Student journalism often works best when it focuses on issues at the heart of its readership and when the stories can’t be read elsewhere.
The most successful stories in the news section of a student publication are those which are original and have a clear focus on the institution at which they study or the location they are based in, or of the student community.
Less successful stories tend to focus on issues which have been reported elsewhere and fail to add anything new.
Here lies the problem for sections of student media that focus on international news: obviously it’s not possible for students to be on the ground in Afghanistan, or reporting from the White House.
It makes it very difficult for these sections to report on news they aren’t just re-writing from another news source.
However, that doesn’t mean these sections shouldn’t exist in student publications.
Most of our member publications are based at a specific university. The beauty of this is they have departments where academics have spent years researching specific subject matters and have become experts in their fields of study.
Interviewing these people can provide a fantastic way of providing original insight on a topical subject.
Take for example the news about the US Government shutdown, where the failure of the Senate to agree a budget has led to federal services across the country being cut and staff being forced to take unpaid leave.
The issue has been reported by all the national news outlets and students interested in the issue are likely to have already read about it somewhere other than their student publication.
However, an interview with an academic expert from your university may give you a new angle to the story not reported elsewhere.

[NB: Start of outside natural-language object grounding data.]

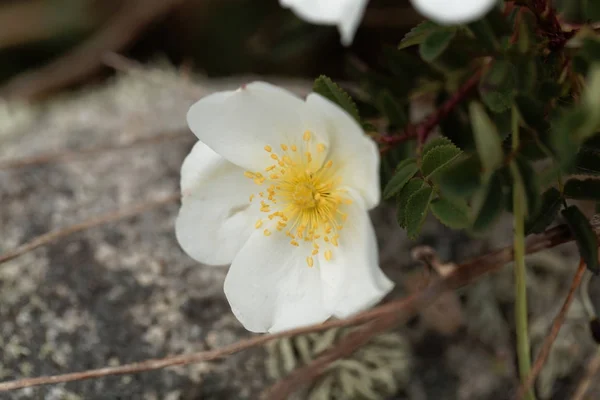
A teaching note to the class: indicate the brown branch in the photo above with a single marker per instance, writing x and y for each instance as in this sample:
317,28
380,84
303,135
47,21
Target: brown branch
86,59
551,337
590,371
63,156
402,308
424,128
49,237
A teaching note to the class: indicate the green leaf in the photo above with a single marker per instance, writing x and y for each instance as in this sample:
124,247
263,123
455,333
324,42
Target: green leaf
462,178
488,204
438,158
526,176
416,210
452,213
497,85
550,205
584,234
435,142
435,43
418,34
487,139
327,88
409,189
582,189
391,108
405,171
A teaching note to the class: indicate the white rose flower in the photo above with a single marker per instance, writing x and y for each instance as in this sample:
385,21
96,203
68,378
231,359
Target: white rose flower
280,187
346,14
450,12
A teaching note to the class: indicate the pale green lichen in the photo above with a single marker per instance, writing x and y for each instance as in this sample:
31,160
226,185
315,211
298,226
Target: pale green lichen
375,371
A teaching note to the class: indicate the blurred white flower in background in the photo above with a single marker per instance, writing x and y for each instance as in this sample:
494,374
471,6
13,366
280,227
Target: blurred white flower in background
280,187
347,14
450,12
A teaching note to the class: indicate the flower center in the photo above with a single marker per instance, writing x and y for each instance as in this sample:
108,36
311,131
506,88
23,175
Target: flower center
303,195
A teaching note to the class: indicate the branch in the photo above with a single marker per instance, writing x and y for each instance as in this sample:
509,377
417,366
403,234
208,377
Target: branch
383,317
87,224
86,59
591,370
551,337
63,156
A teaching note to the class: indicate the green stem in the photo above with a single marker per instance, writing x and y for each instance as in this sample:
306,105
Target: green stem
523,350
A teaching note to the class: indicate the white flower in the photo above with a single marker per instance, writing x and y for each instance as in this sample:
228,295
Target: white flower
346,14
452,12
280,187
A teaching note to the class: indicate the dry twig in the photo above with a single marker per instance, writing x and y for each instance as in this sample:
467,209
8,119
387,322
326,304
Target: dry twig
551,337
383,318
87,58
87,224
75,154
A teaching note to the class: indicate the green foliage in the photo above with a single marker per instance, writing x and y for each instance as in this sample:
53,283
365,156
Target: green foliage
435,43
487,139
585,237
416,210
404,172
330,90
550,206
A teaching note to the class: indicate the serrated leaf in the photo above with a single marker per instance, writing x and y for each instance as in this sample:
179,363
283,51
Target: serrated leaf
488,204
462,178
435,43
497,85
525,175
487,139
452,213
584,234
327,88
438,158
392,109
435,142
582,189
411,187
416,210
405,171
550,205
417,34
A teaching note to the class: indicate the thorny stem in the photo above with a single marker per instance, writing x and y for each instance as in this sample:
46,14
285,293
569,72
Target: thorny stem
523,351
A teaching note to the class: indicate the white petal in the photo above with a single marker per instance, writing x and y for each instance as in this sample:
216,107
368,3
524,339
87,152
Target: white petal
351,150
271,288
215,218
346,14
453,11
239,124
352,277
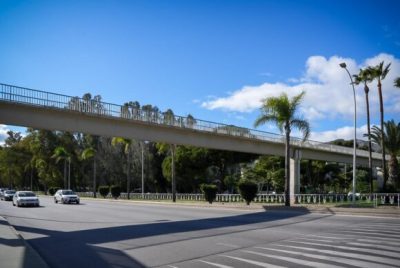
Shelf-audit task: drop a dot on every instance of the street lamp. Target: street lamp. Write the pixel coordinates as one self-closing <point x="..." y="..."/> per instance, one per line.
<point x="343" y="65"/>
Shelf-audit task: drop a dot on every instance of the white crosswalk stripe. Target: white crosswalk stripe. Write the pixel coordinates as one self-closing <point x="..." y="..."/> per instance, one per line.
<point x="363" y="250"/>
<point x="336" y="259"/>
<point x="294" y="260"/>
<point x="346" y="254"/>
<point x="261" y="264"/>
<point x="216" y="264"/>
<point x="363" y="245"/>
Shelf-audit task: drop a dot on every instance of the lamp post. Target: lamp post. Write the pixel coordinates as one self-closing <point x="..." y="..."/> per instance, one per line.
<point x="343" y="65"/>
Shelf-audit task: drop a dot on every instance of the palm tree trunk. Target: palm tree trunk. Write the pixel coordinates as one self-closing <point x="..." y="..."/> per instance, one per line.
<point x="371" y="187"/>
<point x="128" y="179"/>
<point x="173" y="173"/>
<point x="94" y="177"/>
<point x="287" y="167"/>
<point x="65" y="173"/>
<point x="383" y="135"/>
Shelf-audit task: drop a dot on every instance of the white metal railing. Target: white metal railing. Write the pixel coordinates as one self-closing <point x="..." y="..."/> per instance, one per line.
<point x="96" y="107"/>
<point x="374" y="199"/>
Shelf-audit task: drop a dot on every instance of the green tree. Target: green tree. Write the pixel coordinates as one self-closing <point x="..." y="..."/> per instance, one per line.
<point x="365" y="77"/>
<point x="282" y="111"/>
<point x="60" y="154"/>
<point x="379" y="73"/>
<point x="397" y="82"/>
<point x="127" y="144"/>
<point x="90" y="153"/>
<point x="391" y="140"/>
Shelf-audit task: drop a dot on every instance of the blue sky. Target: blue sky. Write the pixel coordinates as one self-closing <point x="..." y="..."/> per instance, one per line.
<point x="213" y="59"/>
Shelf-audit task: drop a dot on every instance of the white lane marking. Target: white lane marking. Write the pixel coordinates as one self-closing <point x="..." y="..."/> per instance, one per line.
<point x="374" y="237"/>
<point x="328" y="258"/>
<point x="374" y="242"/>
<point x="330" y="237"/>
<point x="384" y="231"/>
<point x="363" y="250"/>
<point x="345" y="254"/>
<point x="228" y="245"/>
<point x="216" y="264"/>
<point x="368" y="233"/>
<point x="262" y="264"/>
<point x="293" y="260"/>
<point x="391" y="248"/>
<point x="320" y="240"/>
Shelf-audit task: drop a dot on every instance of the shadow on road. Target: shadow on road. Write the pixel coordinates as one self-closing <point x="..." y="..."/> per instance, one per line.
<point x="80" y="248"/>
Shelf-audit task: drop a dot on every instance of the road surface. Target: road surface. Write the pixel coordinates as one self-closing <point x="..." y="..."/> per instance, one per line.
<point x="126" y="234"/>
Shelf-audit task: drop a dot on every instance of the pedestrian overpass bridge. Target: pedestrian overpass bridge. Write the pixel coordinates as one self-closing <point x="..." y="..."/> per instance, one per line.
<point x="45" y="110"/>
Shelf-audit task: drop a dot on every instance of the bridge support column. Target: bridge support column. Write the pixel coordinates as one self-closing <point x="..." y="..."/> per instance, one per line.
<point x="294" y="175"/>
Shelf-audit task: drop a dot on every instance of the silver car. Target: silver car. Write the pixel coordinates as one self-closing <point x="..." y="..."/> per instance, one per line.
<point x="66" y="196"/>
<point x="8" y="195"/>
<point x="25" y="198"/>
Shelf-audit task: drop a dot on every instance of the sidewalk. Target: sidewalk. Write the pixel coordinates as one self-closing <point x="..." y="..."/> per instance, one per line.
<point x="15" y="252"/>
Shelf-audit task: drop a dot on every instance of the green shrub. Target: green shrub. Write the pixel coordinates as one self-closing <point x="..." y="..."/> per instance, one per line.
<point x="209" y="191"/>
<point x="53" y="190"/>
<point x="115" y="191"/>
<point x="248" y="190"/>
<point x="104" y="190"/>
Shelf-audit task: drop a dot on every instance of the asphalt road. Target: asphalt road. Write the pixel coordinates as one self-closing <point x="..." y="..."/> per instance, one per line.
<point x="123" y="234"/>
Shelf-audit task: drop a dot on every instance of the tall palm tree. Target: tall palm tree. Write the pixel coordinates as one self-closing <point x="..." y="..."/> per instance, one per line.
<point x="60" y="154"/>
<point x="365" y="77"/>
<point x="90" y="153"/>
<point x="392" y="142"/>
<point x="379" y="72"/>
<point x="397" y="82"/>
<point x="282" y="111"/>
<point x="165" y="147"/>
<point x="126" y="143"/>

For example, you might ask an expert based at your university: “what was the worst US Government shutdown in history? What effect did it have? Could it happen again?”
These simple questions could give you an entire article looking at what could happen if the US Congress fails to agree a budget, and by using an academic from your university it remains relevant to the readership.
In fact, one good interview could give you enough content to make four our five stories spread out over a number of days (if a pressing subject), or a number of issues (if an ongoing conflict).
International affairs is an area of news many students love to report on. Finding a way to report original content on these areas is certainly a challenge. But, by making use of the academics at your university, there are certainly ways of writing stories that can rival the content produced by national media outlets.